A través de la ventana azul la luz se deslizaba por las paredes.
El sonido del viento y los pasos por el pasillo me desvelaban. Quizás por eso aquella mañana cuando desperté todo fue diferente.
Todo estaba en su lugar, las camisas en el armario, los perfumes colocados al milímetro en la estantería, la televisión apagada y silenciosa.
Parecía un día normal, pero tú ya no estabas.
Era invierno, el frío de aquella habitación congelaba las horas, y aquella mañana no me habías dado los buenos días.

Mamá me había mandado ir a limpiarlo, tenía que quitarle el polvo a los recuerdos.
Después de desayunar, me puse ropa vieja, cogí un trapo y comencé a limpiar. Era como si estuviera borrándote de nuestra vida. Habías pasado más horas mirando a través de ella que por tus propios ojos.
Limpié, limpié, y cuando terminé me senté en el suelo para poner una vieja cinta, y cerré los ojos.
Quería traerte de nuevo, que nunca te hubieras ido.
Canté, todo lo que cantamos juntos, en un homenaje solitario, recordando todas las veces que fuimos uno entre aquellas melodías . Y tú, que solo sonreías.
Creo que nunca me querrá nadie como me quisiste tú, con esa adoración propia de un padre que solo tiene ojos para su hija. Aquella mañana, coloqué un vaso de té donde lo tomabas cada mañana, me senté, y lloré hasta quedarme dormida.
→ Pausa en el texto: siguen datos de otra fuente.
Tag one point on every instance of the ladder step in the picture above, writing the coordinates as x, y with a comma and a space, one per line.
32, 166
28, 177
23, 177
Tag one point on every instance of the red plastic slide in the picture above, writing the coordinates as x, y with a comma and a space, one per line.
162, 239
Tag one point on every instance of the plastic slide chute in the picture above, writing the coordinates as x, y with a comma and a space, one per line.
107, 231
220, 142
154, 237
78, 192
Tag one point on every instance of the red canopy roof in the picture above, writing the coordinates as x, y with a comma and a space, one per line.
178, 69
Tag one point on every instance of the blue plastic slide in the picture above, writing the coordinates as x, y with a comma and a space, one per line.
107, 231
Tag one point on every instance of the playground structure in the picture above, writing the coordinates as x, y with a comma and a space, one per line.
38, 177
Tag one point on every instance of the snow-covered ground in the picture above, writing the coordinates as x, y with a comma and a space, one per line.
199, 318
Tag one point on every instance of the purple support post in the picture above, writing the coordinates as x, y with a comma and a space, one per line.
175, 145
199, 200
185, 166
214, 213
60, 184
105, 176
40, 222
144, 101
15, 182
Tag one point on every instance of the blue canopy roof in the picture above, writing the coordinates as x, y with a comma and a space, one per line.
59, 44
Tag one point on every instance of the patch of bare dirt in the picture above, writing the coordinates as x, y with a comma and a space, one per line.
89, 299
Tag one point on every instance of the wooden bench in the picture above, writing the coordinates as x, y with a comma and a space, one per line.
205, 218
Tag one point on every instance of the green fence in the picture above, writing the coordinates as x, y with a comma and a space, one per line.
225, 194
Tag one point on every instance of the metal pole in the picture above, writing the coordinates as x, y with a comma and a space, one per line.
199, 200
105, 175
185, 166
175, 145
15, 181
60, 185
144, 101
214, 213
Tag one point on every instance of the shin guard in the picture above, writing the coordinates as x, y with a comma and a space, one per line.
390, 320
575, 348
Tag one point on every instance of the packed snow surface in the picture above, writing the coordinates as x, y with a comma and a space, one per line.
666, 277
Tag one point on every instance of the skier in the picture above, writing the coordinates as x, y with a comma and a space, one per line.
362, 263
Ya pasaron varios años desde aquel día, pero todavía, alguna noche solitaria, me pongo aquellas Baladas y miro al cielo.
Sé que sigues ahí,
entre las constelaciones más bonitas de este planeta,
acariciándome el pelo, diciéndome que soy grande,
aunque siempre sea tu pequeñita.
Y que puedo con todo, que tú lo sabes mejor que nadie.